The secret to inflating a balloon is to apply enough pressure to overcome the external pressure without exceeding the stress limits of the envelope. Because space is almost empty (within any given volume) not much gas (air or whatever) would be needed to inflate a balloon in space.
@3 DeepThought
Ah, so that’s where “practical” came from! I learn something new every day on this site.
@5 S. Hutson Blount
John Ford, right? I have a copy of that and have been meaning to read it for years. I hear it’s one of the better ones, though when I read the media tie-in books, I did enjoy many of them.
@9 Dep1701
I like Foster’s version of it better. My problem was more that the Romulans fell for such a trick so easily. The markings on this balloon clearly identify it as Enterprise, which should have been another clue if they were relying only on visuals.
@11 Ludon
I definitely thought of the inflatable tanks in WWII, but the space balloon is news to me! The show getting the science right is unfortunately the exception rather than the rule.
After I open up your Rss feed it seems to be a lot of nonsense, is the issue on my side?
It would be nice if a single writer of any scifi series actually understood gravity, artificial gravity, and lack of gravity. The cessation of artificial gravity wouldn’t suddenly catapult everyone into the middle of the space they’re in; things would pretty much stay the same unless the person moved.
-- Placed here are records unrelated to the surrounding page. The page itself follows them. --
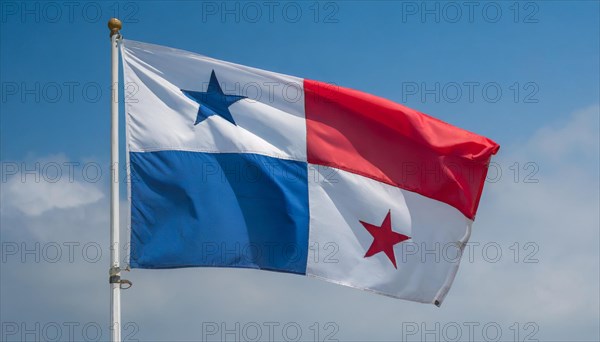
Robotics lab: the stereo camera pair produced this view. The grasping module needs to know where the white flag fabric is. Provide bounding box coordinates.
[122,40,499,305]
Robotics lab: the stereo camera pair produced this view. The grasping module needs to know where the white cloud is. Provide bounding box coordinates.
[1,155,104,216]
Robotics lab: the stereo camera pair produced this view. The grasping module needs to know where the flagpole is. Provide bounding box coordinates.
[108,18,122,342]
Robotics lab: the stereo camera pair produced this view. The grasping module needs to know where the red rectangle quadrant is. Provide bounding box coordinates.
[304,80,499,219]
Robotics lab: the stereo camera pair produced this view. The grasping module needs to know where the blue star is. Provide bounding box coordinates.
[180,70,246,126]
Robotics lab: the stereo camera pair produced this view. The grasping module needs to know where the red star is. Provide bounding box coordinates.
[360,211,410,269]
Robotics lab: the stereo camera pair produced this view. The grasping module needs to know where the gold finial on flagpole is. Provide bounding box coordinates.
[108,18,123,37]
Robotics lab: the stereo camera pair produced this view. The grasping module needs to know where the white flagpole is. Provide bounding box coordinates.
[108,18,122,342]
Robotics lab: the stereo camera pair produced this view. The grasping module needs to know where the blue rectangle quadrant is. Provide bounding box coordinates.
[130,151,309,274]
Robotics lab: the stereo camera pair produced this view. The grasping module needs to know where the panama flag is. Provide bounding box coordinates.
[121,40,499,305]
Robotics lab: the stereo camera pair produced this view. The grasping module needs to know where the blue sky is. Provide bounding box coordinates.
[0,1,600,341]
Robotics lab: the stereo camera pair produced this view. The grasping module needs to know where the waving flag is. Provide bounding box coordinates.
[122,40,499,305]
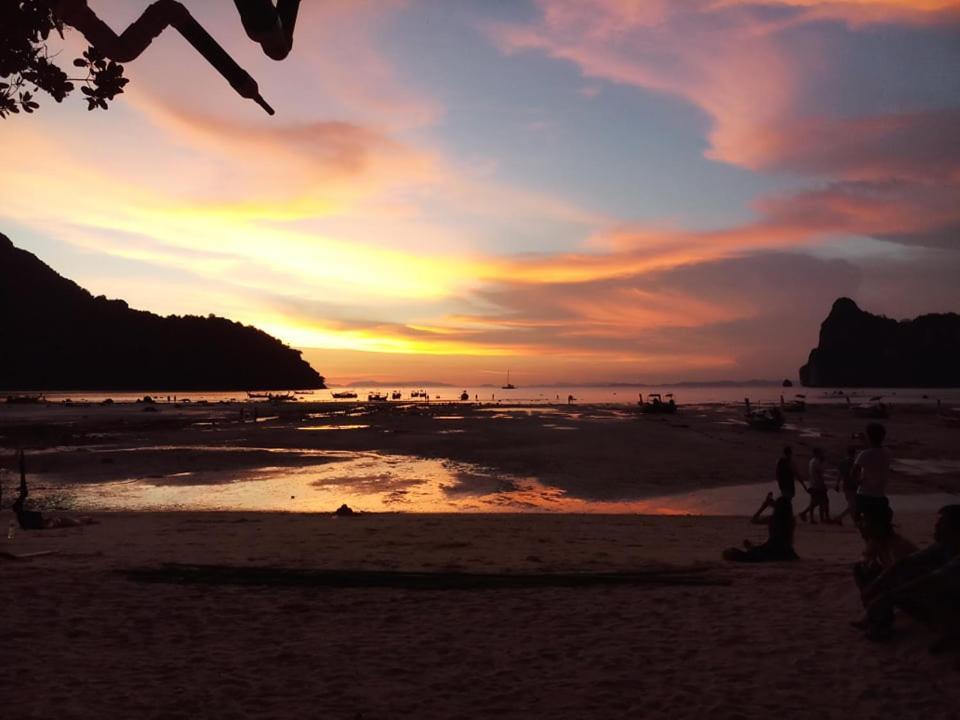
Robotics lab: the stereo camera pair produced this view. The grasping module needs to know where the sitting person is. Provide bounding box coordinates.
[11,450,97,530]
[854,505,960,652]
[853,500,917,592]
[723,493,797,562]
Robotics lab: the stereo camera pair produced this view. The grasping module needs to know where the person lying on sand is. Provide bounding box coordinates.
[853,500,917,593]
[11,450,97,530]
[853,505,960,653]
[722,493,797,562]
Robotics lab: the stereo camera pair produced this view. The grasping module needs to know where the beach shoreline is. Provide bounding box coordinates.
[0,512,960,720]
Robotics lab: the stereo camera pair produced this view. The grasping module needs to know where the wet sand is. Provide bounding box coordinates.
[0,405,960,720]
[0,403,960,513]
[0,513,960,720]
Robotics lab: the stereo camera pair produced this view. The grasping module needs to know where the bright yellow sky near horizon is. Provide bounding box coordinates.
[0,0,960,385]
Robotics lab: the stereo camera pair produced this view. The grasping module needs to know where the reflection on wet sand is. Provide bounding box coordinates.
[39,451,956,515]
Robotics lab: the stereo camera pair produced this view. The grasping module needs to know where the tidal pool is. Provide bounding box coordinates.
[24,451,958,516]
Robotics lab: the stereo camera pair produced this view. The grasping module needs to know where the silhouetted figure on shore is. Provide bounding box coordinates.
[800,448,830,525]
[853,505,960,653]
[853,498,917,593]
[777,445,806,503]
[722,493,798,562]
[834,445,860,525]
[11,450,97,530]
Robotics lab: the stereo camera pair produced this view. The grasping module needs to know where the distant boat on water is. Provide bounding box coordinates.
[7,393,44,405]
[246,392,297,402]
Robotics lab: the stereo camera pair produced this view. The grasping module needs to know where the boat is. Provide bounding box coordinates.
[846,395,890,420]
[743,398,785,430]
[637,393,677,415]
[937,398,960,427]
[780,395,807,412]
[7,393,44,405]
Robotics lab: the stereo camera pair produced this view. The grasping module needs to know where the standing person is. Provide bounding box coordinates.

So Scotty wouldn’t magically fly up toward the ceiling unless he moved his foot, and even if he did reach the ceiling, all he would have to do to get back would be to push off the ceiling and go back where he came. Lack of gravity doesn’t really do anything but cause annoyance and, after long periods of time, mess up human health, including circulation, the spine, and a bunch of other things.